# Taxation of Strip Bonds in Non Registered Accounts



## bariutt (Feb 2, 2013)

I am aware of how to compute interest on a strip bond. However I regularly purchase them in my registered accounts where I do not declare this interest.

I am now considering opening a new non registered account in which I would like to purchase strip bonds.

My question is how does the bank report the interest both to me and to the CRA. Will I or the CRA receive any type of T3 from the bank? 

I know that it is my obligation to declare the interest annually. I just want to gain a better understanding of the paperwork involved.


----------



## OnlyMyOpinion (Sep 1, 2013)

Bariutt,
We've owned multiple strip bonds in our non-reg acc for years and tracked and reported the accrued (or deemed) interest on them each year. It is reported on Schedule 4 as 'II. Interest and other investment income' which shows up on line 121 of your tax return.
Now last year (2015 tax year) for the first time, TD Direct Investing began tracking and reporting this accrued interest in our account on a T5. I suspect this is a new CRA requirement and that all institutions are reporting it now. We'll continue to track it ourselves and compare it with TDDI's value but we'll ensure that we report the $ value they provide on the T5 (Box 13 - Interest from Canadian sources).


----------



## Eclectic12 (Oct 20, 2010)

While the OP is waiting to see if the broker does or does not use provide a T5, here is some info.
http://www.taxtips.ca/personaltax/investing/taxtreatment/stripbonds.htm

Cheers


----------



## james4beach (Nov 15, 2012)

Wow, TDDI will calculate and report the (virtual) accrued interest on a strip bond? That's news to me.

Years ago when I held lots of non-reg strip bonds, I had to do my own calculations and attach them to Schedule 4.

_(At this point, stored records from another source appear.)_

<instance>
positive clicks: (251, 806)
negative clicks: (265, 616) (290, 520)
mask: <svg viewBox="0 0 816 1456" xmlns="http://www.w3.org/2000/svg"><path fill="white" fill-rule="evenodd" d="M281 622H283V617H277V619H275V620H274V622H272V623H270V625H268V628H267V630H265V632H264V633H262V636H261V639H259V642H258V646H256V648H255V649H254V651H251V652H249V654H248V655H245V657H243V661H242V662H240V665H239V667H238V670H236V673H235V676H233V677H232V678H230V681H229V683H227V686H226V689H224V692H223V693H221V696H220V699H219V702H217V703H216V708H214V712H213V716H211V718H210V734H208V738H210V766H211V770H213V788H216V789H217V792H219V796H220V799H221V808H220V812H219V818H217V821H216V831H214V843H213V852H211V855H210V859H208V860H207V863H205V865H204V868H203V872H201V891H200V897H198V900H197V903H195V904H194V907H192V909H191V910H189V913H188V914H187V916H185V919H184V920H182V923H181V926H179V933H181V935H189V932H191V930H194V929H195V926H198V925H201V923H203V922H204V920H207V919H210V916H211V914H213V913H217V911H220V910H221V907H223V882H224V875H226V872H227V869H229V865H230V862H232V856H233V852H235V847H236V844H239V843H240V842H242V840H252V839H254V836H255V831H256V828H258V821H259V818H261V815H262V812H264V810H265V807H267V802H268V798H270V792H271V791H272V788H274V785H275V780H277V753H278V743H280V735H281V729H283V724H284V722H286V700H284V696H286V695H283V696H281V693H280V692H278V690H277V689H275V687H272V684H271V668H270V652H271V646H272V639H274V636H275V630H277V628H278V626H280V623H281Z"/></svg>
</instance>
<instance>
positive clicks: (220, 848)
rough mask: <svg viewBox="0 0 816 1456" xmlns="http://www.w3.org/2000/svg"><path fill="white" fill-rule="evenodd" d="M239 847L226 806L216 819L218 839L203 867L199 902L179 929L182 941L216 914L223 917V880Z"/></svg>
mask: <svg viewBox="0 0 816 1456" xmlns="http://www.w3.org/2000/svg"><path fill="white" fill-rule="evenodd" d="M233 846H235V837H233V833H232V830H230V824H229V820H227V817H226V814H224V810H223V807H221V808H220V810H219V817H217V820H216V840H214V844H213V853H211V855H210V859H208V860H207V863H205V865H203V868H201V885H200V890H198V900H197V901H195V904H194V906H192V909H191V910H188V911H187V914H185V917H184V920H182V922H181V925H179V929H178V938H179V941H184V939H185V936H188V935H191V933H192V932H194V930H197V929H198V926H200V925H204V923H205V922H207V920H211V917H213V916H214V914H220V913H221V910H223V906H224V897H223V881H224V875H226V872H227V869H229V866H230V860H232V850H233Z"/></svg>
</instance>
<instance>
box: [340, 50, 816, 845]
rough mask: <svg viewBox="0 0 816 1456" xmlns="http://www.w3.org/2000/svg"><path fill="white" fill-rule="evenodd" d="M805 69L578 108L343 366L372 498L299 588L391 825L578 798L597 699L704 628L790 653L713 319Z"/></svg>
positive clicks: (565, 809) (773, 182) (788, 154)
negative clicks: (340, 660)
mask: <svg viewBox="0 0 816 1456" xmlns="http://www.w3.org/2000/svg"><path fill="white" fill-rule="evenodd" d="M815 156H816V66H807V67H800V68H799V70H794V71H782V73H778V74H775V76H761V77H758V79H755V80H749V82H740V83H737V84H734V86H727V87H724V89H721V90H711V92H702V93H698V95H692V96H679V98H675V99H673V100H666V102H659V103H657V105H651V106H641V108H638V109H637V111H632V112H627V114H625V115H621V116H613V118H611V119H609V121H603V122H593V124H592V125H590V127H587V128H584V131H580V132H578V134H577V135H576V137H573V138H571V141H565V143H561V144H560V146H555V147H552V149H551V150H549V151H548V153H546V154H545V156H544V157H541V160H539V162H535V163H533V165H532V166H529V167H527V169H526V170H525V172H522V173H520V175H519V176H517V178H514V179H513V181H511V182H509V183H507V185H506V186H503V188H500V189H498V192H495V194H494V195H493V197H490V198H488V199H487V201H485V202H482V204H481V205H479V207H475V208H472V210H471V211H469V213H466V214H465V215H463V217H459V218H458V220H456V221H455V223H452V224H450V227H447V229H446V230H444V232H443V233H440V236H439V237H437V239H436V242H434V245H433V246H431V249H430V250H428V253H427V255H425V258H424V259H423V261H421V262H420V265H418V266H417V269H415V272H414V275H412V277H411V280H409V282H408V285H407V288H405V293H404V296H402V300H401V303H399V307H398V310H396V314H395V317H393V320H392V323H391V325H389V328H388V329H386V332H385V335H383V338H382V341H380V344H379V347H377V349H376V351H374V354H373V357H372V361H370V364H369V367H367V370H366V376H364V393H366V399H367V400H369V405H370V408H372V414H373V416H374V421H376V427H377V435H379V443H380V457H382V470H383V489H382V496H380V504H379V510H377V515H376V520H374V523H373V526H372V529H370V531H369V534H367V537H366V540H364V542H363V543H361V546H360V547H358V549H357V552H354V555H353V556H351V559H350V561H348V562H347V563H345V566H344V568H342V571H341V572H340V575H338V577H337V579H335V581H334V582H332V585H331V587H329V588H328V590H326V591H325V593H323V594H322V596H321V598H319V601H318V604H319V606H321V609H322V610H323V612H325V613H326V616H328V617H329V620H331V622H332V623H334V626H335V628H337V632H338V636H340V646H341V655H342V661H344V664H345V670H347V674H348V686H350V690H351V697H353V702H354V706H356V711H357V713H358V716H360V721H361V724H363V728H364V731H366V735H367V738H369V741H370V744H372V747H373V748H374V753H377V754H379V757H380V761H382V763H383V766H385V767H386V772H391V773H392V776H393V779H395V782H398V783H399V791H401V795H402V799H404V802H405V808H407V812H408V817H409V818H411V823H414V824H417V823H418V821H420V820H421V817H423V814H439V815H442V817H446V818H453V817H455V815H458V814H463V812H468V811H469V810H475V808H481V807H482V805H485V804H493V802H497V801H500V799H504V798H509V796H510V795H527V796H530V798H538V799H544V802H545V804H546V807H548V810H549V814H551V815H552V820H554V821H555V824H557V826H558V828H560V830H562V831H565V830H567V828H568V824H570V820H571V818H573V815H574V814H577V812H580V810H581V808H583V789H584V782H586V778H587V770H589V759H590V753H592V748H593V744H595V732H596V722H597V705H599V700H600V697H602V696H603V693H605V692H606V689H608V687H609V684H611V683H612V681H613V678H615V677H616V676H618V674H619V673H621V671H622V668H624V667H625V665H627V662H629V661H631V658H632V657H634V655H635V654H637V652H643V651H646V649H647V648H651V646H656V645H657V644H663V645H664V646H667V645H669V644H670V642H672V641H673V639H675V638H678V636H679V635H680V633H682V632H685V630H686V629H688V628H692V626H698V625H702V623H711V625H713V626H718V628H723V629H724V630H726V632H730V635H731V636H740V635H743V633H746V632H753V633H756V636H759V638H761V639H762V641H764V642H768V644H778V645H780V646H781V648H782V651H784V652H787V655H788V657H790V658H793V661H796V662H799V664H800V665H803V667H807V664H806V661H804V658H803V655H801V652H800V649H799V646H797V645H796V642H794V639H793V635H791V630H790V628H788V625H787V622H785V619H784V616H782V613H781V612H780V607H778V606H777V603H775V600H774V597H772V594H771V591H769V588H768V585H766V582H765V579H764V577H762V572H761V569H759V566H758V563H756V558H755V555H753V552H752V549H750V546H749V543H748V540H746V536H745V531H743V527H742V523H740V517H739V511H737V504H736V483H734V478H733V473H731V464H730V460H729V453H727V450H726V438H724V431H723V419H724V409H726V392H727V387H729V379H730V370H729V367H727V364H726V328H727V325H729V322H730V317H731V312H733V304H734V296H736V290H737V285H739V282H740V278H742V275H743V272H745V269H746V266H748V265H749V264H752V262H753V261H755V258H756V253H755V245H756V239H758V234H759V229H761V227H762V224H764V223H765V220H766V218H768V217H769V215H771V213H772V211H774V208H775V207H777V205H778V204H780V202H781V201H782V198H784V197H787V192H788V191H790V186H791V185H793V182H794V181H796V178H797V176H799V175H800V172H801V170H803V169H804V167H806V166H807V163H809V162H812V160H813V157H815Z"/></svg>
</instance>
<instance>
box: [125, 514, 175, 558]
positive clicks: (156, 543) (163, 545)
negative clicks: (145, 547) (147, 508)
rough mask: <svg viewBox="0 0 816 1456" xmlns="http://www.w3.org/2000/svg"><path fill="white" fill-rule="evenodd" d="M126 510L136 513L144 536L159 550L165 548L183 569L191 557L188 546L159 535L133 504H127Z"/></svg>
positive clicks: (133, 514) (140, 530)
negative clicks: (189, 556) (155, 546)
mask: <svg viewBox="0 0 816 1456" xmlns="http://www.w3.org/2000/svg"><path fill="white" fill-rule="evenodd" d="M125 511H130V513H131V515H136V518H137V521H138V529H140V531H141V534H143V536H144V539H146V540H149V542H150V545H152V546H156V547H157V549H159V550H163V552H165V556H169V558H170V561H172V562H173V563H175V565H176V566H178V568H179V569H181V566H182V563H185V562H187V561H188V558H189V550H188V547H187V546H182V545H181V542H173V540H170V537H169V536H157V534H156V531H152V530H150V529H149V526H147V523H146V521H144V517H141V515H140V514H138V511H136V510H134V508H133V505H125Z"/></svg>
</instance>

It wasn't worth the effort. Just put the money in GICs, which have beautifully simple tax reporting.


----------



## AltaRed (Jun 8, 2009)

It must be a regulatory thing since I believe the majors at least report accrued interest. It may be that CRA was getting pissed at investors f*cking this up... OR this is part of the CRA move to post 'all reported' income on everyone's MyAccount.


----------